## Comments classifier

This is the example of 8-class classification algorithm to classify text explanation of excess stocks in a mining company warehouse. Comments are written in Russian. 

Training set is a manually labeled sentences for each categories. Feature extraction from text was performed with Tf-idf vectorizer from NLTK package. 

Learning algoritm is a multiclass stochastic gradient descent with elastic-net loss function regularization.

In [1]:
import pandas as pd
import numpy as np
import warnings
warnings.simplefilter('ignore')

train = pd.read_excel('~/train.xlsx')
train.fillna('-', inplace=True)
train = train[(train['Комментарий']!='-')&(train['Класс']!='-')]

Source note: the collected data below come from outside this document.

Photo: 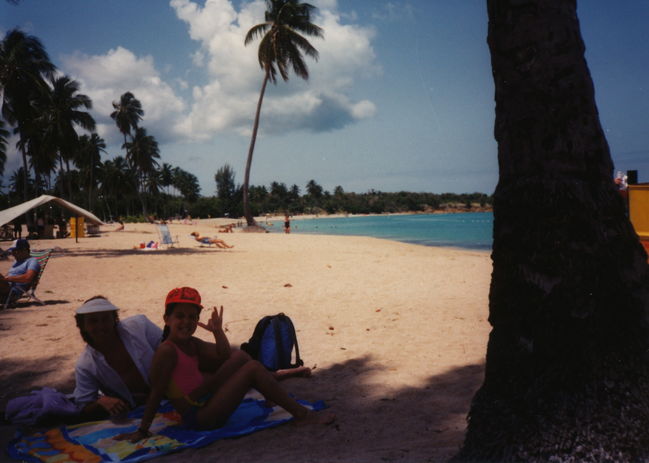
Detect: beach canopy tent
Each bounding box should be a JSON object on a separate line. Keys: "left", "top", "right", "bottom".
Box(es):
{"left": 0, "top": 195, "right": 104, "bottom": 228}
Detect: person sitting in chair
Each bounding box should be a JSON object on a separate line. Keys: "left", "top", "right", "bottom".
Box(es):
{"left": 190, "top": 231, "right": 234, "bottom": 249}
{"left": 0, "top": 238, "right": 40, "bottom": 302}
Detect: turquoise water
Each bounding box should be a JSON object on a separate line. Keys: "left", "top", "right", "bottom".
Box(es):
{"left": 270, "top": 212, "right": 493, "bottom": 250}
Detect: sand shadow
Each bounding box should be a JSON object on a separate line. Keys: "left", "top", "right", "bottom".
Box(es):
{"left": 165, "top": 356, "right": 483, "bottom": 463}
{"left": 0, "top": 355, "right": 483, "bottom": 462}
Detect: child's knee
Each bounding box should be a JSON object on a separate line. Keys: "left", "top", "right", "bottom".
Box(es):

### Data preparation and feature extraction

In [2]:
from sklearn import preprocessing
lb = preprocessing.LabelBinarizer()
y = lb.fit_transform(train['Класс'])

text = train['Комментарий'].values

In [3]:
import re
import string
import nltk
from nltk.stem import SnowballStemmer
from nltk.tokenize import TweetTokenizer
exclude = set(string.punctuation)
exclude.remove('.')

def stripper(s):
    s = ''.join(ch for ch in s if ch not in exclude)
    s = re.sub("[\t\n№\d«»–]'", ' ', s)
    return ' '.join(s.split())

def strippers(s):
    s = ''.join(ch for ch in s if ch not in exclude)
    s = re.sub('[\t№\n\d«»–]', ' ', s)
    return ' '.join(s.split())

x = []
for line in text:
    x.append(stripper(line))

In [4]:
from sklearn.feature_extraction.text import TfidfVectorizer
    
vectorizer = TfidfVectorizer(decode_error='replace', encoding='utf-8')
X = vectorizer.fit_transform(x)
X = X.todense()
X.shape

(142, 489)

### Training

In [6]:
from sklearn.multiclass import OneVsRestClassifier
from sklearn.linear_model import SGDClassifier


classif = OneVsRestClassifier(SGDClassifier(penalty='elasticnet', verbose=False))
classif.fit(X, y)
print('Accuracy:', classif.score(X, y))

Accuracy: 0.929577464789


### Prediction

In [None]:
test = pd.read_excel('~/test.xlsx')
# test.fillna('-', inplace=True)
test = test[(test['Комментарий']!='-')]

In [None]:
test_text = test['Комментарий'].values

x_test = []
for line in test_text:
    x_test.append(stripper(line))
    
X_test = vectorizer.transform(x_test)
X_test = X_test.todense()
X_test.shape

In [None]:
pred = lb.inverse_transform(classif.predict(X_test))
pred = pd.DataFrame(pred)
result = pd.concat([test, pred], axis=1)
result.to_excel('~/prediction.xlsx')

### Feature importances for each class

Linear model allows to understand what features are important for each class. This loop returns 5 most important words for each class ordered by weights in model.

In [None]:
import operator
classes = lb.classes_
for i in range(len(classif.coef_)):
    print(classes[i])
    vocab = vectorizer.vocabulary_.keys()
    coef = abs(classif.coef_[i])
    d = dict([(t, coef[vectorizer.vocabulary_[t]]) for t in vocab])
    sorted_x = sorted(d.items(), key=operator.itemgetter(1),reverse=True)
    print(dict(sorted_x[0:5]).keys())